Conosciamo la Istanbul rassicurante della memoria dell’infanzia di Orhan Pamuk, quella della contaminazione perenne descritta, a partire dalla musica, da Wim Wenders in «Crossing the Bridge» quella delle manifestazioni del 1 maggio che fanno pensare ai nostri anni Settanta. Quale è la «sua» città?

I miei sentimenti verso la città sono cambiati nel corso del tempo. E così funzionano anche i mei ricordi. Istanbul a volte corrisponde al periodo di quando ero studente all’università o, talvolta, al luogo in cui mi nascondevo dalla polizia. Si può trattare di una caffetteria nascosta sotto il ponte di Galata, o di una visita notturna al Palazzo Topkapi. O, ancora, assume la forma del primo libro di poesia che ho comprato al mercato di Sahaflar quando ho messo piede per la prima volta in città a 17 anni. Ma naturalmente ci sono anche tante altre cose che ora dimentico. Forse per questo ho scritto un libroche parla prima di tutto di Istanbul. E sono sicuro che non sarà l’ultimo.

Istanbul è anche una città curda, e lei stesso ha queste origini. Che cosa significa nella Turchia di oggi?
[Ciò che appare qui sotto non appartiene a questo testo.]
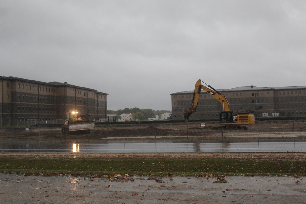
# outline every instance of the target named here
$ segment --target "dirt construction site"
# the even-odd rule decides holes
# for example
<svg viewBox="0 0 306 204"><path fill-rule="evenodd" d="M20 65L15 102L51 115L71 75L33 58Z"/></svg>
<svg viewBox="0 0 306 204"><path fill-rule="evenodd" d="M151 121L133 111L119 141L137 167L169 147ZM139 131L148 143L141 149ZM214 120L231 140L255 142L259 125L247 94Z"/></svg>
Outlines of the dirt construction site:
<svg viewBox="0 0 306 204"><path fill-rule="evenodd" d="M158 140L252 141L306 138L304 121L260 121L248 130L214 130L218 123L96 125L88 134L62 134L60 127L38 126L0 128L0 142L28 141L142 141ZM202 126L201 126L201 125ZM18 158L18 154L4 153ZM28 154L23 154L26 157ZM129 155L131 156L131 154ZM48 157L62 157L54 154ZM233 153L225 154L138 154L135 156L193 157L237 159L305 161L306 154ZM41 154L31 156L39 158ZM102 156L99 154L67 156ZM103 156L124 158L124 154ZM262 176L236 175L222 177L205 176L119 175L106 177L56 176L0 174L0 203L305 203L306 177L294 175Z"/></svg>
<svg viewBox="0 0 306 204"><path fill-rule="evenodd" d="M306 121L304 120L260 121L254 125L247 126L247 130L232 129L231 127L212 129L213 127L218 126L220 125L216 122L110 123L96 124L95 130L91 131L89 134L63 134L58 126L38 125L28 128L0 127L0 141L163 141L187 139L191 140L219 141L306 138Z"/></svg>

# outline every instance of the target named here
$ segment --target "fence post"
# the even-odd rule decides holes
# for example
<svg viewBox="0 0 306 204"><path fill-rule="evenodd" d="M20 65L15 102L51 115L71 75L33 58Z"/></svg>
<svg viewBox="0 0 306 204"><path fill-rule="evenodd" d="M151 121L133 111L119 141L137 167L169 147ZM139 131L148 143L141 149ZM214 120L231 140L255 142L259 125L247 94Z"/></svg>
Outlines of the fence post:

Istanbul ha 15 milioni di abitanti e questo la rende la più grande metropoli turca. Ma il fatto che qui vivano circa 2 milioni di curdi, ne fa allo stesso tempo anche la più grande città curda del mondo. I curdi di qui appartengono prevalentemente alla classe operaia e sono arrivati in città inseguendo il sogno di una vita migliore. Molti parlano in curdo anche in mezzo alla strada, anche se è pericoloso perché si tratta di una lingua proibita e perché, visto il perdurare della guerra nei loro confronti, sono spesso considerati come nemici dello Stato anche dalla gente comune. Ricordo che quando sono venuto a Istanbul per frequentare l’università mio padre mi ha consigliato di nascondere agli altri la mia identità curda.

Il suo romanzo precedente, «Gli innocenti», trae spunto dalla sua esperienza di esiliato e dopo la fine delle proteste di Gezi Park, scoppiate nella primavera del 2013, a cui lei ha preso parte. Cosa resta di quel movimento nella società turca?

Quello di Gezi Park è stato un movimento spontaneo, sostenuto da milioni di persone; per la Turchia è stato come un terremoto politico. E si è fermato per due motivi. Da un lato perché almeno in parte ha vinto, nel senso che è riuscito ad imporre per un certo tempo la volontà popolare grazie ad una mobilitazione che è andata ben oltre piazza Taksim. Dall’altro, a causa della repressione selvaggia, le forze di sicurezza hanno ucciso una decina di persone, ne hanno ferite migliaia e ne hanno arrestate altrettante. Perciò, anche se non ha potuto proseguire come prima, quel movimento mantiene ancora oggi inalterata la sua energia sotterranea, pronta a riemergere quando sarà il momento.